Nucleus Matlab Toolbox
The Smt mapping follows the ACE strategy in selecting the highest n channels. It was implemented in Matlab and incorporated into the Nucleus Matlab Toolbox (NMT) framework [15]. The acoustic model (AMO) was based on noise band vocoders [22]. The activity in each channel is simulated as a white noise convolved with an exponentially decaying filter, where its center frequency is the characteristic frequency of the channel. Channel interactions arising from the spread of the electric field from its center at the stimulation site can be set by a "width of stimulation" parameter. The resulting stimulation of the auditory nerve, causing also the perception of adjacent pitches, is simulated with the AMO. In the Smt-LF mapping, the AMO simulated the frequency transposition.
Analysis
Following the definition of [4] for melody, a better representation of individual musical tones is expected to ameliorate melody recognition, or in other words, melody is poorly resolved if individual musical tones are poorly represented. Musical tones are characterized by their harmonic structure. To compare the harmonic structure representation for the three different mappings (Std, Smt-MF, and Smt-LF), a sound sequence consisting of 36 consecutive synthetic musical tones was constructed. Each tone consisted of five partials with successive 20% decrease in amplitude and lasting for 150 ms. The fundamental frequency of each tone increased from 130 Hz (C3) to 987 Hz (B5) with 1-semitone interval.

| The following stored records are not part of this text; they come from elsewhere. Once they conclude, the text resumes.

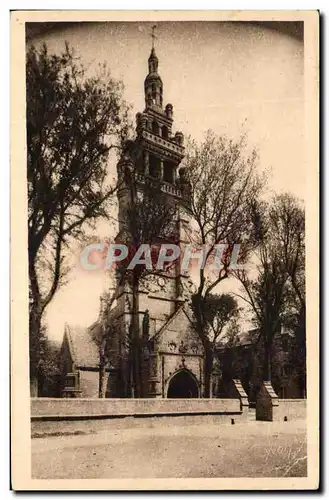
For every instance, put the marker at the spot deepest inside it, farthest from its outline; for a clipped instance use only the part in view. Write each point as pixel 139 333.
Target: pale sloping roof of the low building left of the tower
pixel 83 348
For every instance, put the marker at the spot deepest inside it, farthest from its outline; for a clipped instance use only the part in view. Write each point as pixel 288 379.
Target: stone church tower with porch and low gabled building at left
pixel 171 364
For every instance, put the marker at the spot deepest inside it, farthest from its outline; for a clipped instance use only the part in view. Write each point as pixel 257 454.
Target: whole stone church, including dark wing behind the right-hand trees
pixel 170 353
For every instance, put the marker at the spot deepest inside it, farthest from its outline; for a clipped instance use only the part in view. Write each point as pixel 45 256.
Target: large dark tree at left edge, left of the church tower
pixel 73 122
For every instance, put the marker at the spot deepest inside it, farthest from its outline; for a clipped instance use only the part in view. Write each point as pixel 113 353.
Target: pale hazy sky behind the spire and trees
pixel 229 77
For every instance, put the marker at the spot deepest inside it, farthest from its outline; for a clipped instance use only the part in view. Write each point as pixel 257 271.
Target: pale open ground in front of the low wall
pixel 153 450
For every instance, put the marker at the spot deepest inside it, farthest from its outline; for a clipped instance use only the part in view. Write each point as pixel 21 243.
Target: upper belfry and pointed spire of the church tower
pixel 156 153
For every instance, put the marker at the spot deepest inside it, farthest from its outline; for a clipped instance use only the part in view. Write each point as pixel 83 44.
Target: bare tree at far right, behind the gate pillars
pixel 279 277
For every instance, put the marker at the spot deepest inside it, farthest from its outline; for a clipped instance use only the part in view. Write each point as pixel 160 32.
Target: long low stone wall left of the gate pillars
pixel 84 409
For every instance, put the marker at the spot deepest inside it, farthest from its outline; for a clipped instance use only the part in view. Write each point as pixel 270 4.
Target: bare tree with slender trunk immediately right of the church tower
pixel 222 206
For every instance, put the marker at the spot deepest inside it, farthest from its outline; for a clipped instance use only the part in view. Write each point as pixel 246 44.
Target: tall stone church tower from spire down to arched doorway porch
pixel 171 353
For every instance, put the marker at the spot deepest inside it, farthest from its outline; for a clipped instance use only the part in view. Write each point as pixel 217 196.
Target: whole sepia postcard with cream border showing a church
pixel 165 219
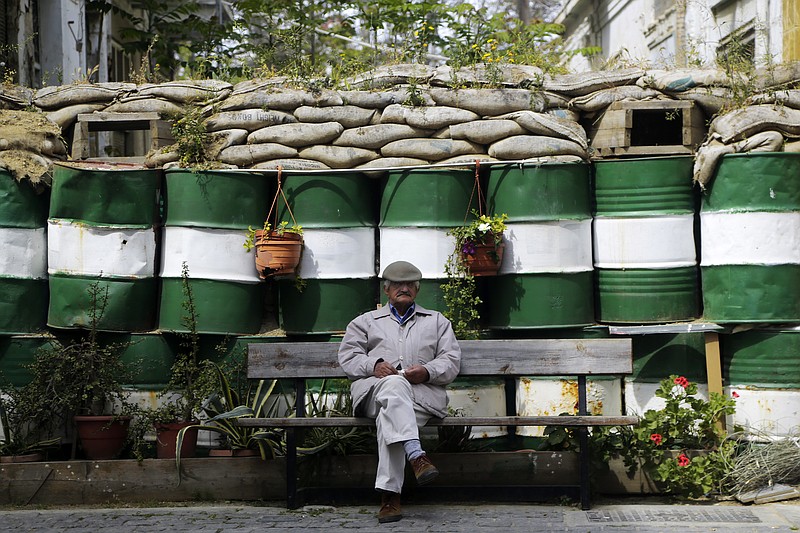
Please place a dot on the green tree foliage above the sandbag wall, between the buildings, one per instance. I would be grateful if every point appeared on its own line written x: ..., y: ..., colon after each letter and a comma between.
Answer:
x: 332, y: 38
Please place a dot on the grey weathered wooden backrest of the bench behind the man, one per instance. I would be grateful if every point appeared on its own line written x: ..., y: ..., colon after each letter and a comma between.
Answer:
x: 517, y: 357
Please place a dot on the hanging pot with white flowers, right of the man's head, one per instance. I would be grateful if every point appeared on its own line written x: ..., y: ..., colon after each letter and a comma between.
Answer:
x: 479, y: 245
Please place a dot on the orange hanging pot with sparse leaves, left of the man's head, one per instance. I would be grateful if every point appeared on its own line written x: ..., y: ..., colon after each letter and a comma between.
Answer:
x: 277, y: 249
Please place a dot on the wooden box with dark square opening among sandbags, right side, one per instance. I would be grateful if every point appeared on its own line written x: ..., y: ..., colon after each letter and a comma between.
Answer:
x: 657, y: 127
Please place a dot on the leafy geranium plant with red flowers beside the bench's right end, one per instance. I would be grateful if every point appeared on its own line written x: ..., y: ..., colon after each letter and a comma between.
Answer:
x: 682, y: 446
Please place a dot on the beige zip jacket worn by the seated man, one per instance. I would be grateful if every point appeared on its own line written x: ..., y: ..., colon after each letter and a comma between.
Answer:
x: 426, y: 339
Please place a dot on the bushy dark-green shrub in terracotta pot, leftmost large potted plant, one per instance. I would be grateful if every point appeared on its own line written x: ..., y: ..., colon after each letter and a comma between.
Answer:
x: 79, y: 385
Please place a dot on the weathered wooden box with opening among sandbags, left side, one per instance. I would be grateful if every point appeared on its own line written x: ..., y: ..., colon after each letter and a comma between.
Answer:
x: 159, y: 129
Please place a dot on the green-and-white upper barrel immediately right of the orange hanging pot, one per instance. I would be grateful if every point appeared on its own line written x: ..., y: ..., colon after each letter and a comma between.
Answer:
x: 337, y: 266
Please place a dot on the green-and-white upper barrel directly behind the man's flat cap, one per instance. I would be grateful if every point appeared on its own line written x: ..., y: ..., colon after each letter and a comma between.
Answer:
x: 417, y: 208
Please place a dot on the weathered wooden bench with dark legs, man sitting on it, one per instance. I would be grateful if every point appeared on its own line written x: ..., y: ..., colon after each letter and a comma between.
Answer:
x: 509, y: 359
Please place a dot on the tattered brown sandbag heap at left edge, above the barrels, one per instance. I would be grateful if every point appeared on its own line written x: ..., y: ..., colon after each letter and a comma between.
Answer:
x: 29, y: 142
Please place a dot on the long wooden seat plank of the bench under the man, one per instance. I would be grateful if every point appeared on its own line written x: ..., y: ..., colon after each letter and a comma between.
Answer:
x: 345, y: 421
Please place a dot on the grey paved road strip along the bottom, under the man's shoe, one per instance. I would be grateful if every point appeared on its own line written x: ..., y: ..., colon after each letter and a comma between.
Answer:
x: 455, y: 518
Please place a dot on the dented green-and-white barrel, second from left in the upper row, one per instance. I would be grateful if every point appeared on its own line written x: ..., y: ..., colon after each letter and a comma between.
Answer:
x: 101, y: 234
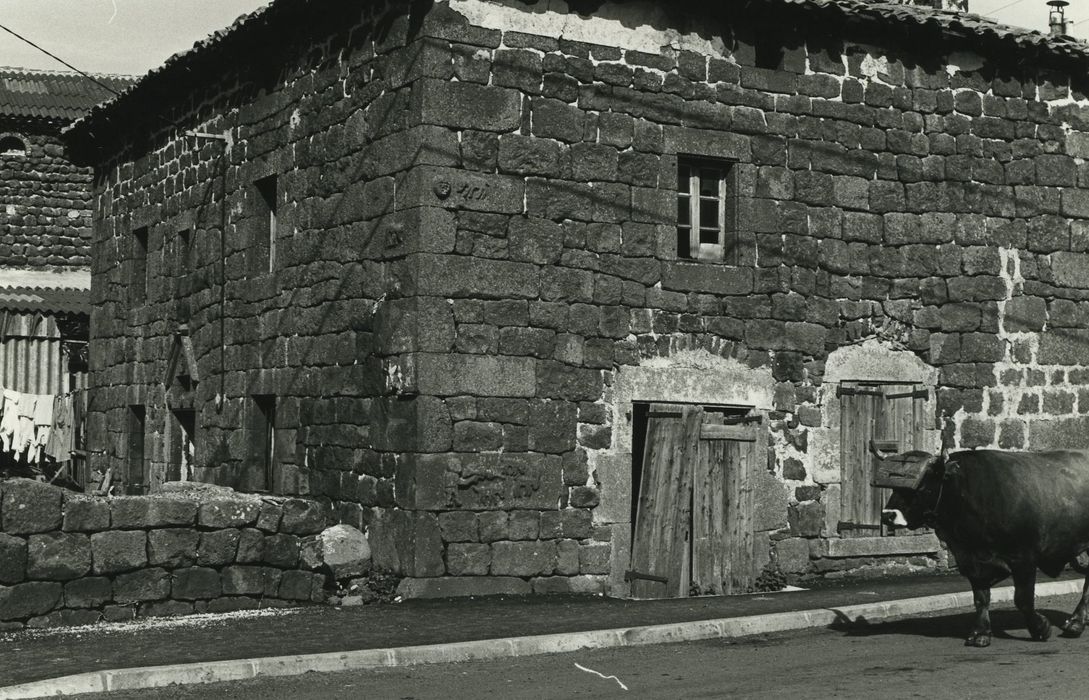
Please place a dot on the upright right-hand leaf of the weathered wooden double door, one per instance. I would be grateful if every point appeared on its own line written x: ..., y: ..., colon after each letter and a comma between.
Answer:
x: 723, y: 505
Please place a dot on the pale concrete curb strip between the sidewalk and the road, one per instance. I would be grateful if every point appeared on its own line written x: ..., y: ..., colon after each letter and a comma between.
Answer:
x: 729, y: 628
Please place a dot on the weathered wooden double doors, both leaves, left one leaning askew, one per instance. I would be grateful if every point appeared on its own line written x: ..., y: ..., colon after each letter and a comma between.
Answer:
x: 694, y: 519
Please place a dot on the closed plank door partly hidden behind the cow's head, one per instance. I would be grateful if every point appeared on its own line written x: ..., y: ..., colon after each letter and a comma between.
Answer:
x: 891, y: 415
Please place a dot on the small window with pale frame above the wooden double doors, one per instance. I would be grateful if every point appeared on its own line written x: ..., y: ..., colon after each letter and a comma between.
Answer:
x: 707, y: 211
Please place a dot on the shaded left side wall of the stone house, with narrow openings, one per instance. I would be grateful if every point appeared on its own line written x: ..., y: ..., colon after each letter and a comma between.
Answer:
x: 328, y: 120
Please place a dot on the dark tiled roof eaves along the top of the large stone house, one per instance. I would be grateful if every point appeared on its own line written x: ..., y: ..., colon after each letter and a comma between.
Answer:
x: 972, y: 30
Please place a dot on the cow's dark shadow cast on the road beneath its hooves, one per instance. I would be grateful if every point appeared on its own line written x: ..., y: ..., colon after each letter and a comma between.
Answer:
x: 1007, y: 624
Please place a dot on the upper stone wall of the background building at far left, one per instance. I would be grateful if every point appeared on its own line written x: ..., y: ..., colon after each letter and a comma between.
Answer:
x: 45, y: 203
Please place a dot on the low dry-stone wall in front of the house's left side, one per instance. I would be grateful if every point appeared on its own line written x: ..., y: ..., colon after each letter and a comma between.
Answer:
x: 68, y: 559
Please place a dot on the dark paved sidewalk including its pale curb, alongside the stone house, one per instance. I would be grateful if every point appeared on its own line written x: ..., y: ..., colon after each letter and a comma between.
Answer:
x: 290, y: 642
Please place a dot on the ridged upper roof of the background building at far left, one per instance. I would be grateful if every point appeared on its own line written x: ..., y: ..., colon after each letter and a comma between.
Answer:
x: 53, y: 95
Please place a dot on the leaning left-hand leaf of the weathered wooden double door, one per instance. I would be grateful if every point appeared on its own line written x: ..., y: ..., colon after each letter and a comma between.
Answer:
x: 662, y: 541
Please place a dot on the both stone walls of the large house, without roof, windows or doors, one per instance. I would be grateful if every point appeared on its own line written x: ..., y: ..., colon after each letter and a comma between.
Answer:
x: 472, y: 280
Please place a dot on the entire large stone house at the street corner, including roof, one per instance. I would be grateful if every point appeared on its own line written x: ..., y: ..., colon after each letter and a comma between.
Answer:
x: 609, y: 299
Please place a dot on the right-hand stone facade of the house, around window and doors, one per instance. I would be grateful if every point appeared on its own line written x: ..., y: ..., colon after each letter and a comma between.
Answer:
x: 931, y: 211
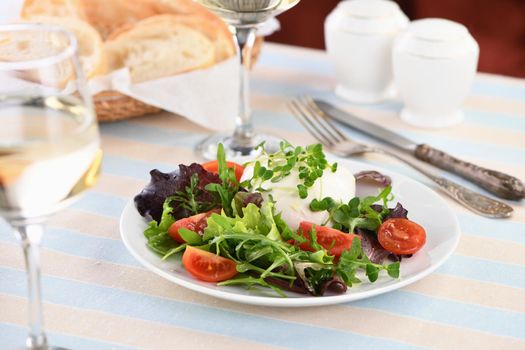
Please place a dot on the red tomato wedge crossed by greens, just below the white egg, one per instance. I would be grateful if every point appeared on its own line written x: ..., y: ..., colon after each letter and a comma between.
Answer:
x: 329, y: 238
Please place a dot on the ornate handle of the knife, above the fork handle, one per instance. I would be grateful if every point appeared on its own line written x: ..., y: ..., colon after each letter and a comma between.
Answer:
x: 498, y: 183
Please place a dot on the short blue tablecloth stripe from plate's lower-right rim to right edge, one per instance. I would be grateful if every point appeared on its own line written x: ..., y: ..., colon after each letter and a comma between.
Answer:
x: 485, y: 270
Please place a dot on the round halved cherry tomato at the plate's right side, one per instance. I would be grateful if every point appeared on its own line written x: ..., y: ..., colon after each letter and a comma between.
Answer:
x: 401, y: 236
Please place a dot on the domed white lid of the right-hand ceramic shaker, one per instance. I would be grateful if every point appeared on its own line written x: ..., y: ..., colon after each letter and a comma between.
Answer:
x: 436, y: 38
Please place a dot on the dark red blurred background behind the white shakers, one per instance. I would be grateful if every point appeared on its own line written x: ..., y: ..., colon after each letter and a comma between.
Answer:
x: 497, y: 25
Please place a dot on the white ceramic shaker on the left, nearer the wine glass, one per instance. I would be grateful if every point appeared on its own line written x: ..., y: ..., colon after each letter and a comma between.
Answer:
x: 359, y: 35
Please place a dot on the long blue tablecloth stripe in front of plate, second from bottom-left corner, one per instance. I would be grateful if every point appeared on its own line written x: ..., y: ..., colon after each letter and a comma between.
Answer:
x: 193, y: 316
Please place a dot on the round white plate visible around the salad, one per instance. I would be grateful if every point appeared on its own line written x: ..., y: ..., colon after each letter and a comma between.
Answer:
x: 424, y: 207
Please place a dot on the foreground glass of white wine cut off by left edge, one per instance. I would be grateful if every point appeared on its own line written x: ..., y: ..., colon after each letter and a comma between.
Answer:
x: 49, y: 142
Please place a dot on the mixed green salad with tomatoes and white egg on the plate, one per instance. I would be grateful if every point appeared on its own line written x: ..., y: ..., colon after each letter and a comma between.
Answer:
x: 288, y: 220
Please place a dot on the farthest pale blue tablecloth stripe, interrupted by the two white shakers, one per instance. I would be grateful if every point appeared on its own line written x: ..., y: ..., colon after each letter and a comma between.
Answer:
x: 305, y: 63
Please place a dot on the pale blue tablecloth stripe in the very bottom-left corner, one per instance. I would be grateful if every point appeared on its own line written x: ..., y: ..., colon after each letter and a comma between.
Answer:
x: 13, y: 337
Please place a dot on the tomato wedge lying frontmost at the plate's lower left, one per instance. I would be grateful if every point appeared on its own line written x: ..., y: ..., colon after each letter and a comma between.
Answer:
x: 207, y: 266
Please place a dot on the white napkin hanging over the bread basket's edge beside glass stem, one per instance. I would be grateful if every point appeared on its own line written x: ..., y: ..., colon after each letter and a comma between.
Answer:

Figure 7 shows the harmonic structure being preserved with both Smt-MF and Smt-LF mappings, where the spacing of the partials remains uniform across tones. With the Std mapping at low frequencies, partials are not resolved. With Smt-MF, frequency components below 440 Hz are filtered out (as indicated by arrows in Figure 7), while with Smt-LF, the high frequency partials greater than 1.6 kHz are filtered out.
Pilot test
A pitch difference limen test was conducted using a pair of single harmonic pure tones with 1, 3, and 6 semitone intervals. Tones were preprocessed with a CI acoustic model [23] that uses a noise band vocoder in the resynthesis algorithm. A CI acoustic resynthesis model was used to simulate the sound CI patients may perceive and to present these to NH subjects. The model assumes that there is no change in the effective spread of excitation width between 43 and 22 channels. Pure tones were used that corresponded to fundamental frequencies of musical tones. All tones were modified to have the same temporal envelope, and a duration of 0.5 s. The starting and ending of all tones were faded with 30 ms attack and release times simultaneously. The reference note (D) was used for all tone groups (1, 3, and 6 semitone intervals).
Procedure
All tones were processed using 22 and 43 channels with the acoustic model using a stimulation width of 1 mm since [22, 24] found that a width of stimulation of around 1 mm produced electrode discrimination similar to that of average Nucleus CI24 recipients. Sound samples were then normalized to have equal loudness. NH subjects were seated in front of a loudspeaker at a distance of 1.5 m and sounds were presented at a level of 70 dBA. MACarena [25] software was used to randomly select and play a pair of two tones from three octave groups: octave 3, 4, and 5. The tone pairs from each octave group were D-D#, D-F, and D-G#, with 1, 3, and 6 semitone intervals, respectively. The randomization was to minimize learning effects of tone sequences. For each group the same number of repetitions was presented. The tone pairs were presented sequentially with a pause in between of 0.5 s. Levels were roved by ± 6 dB to avoid loudness cues from being used. Eight NH subjects aged between 27 and 55 years took part in this experiment.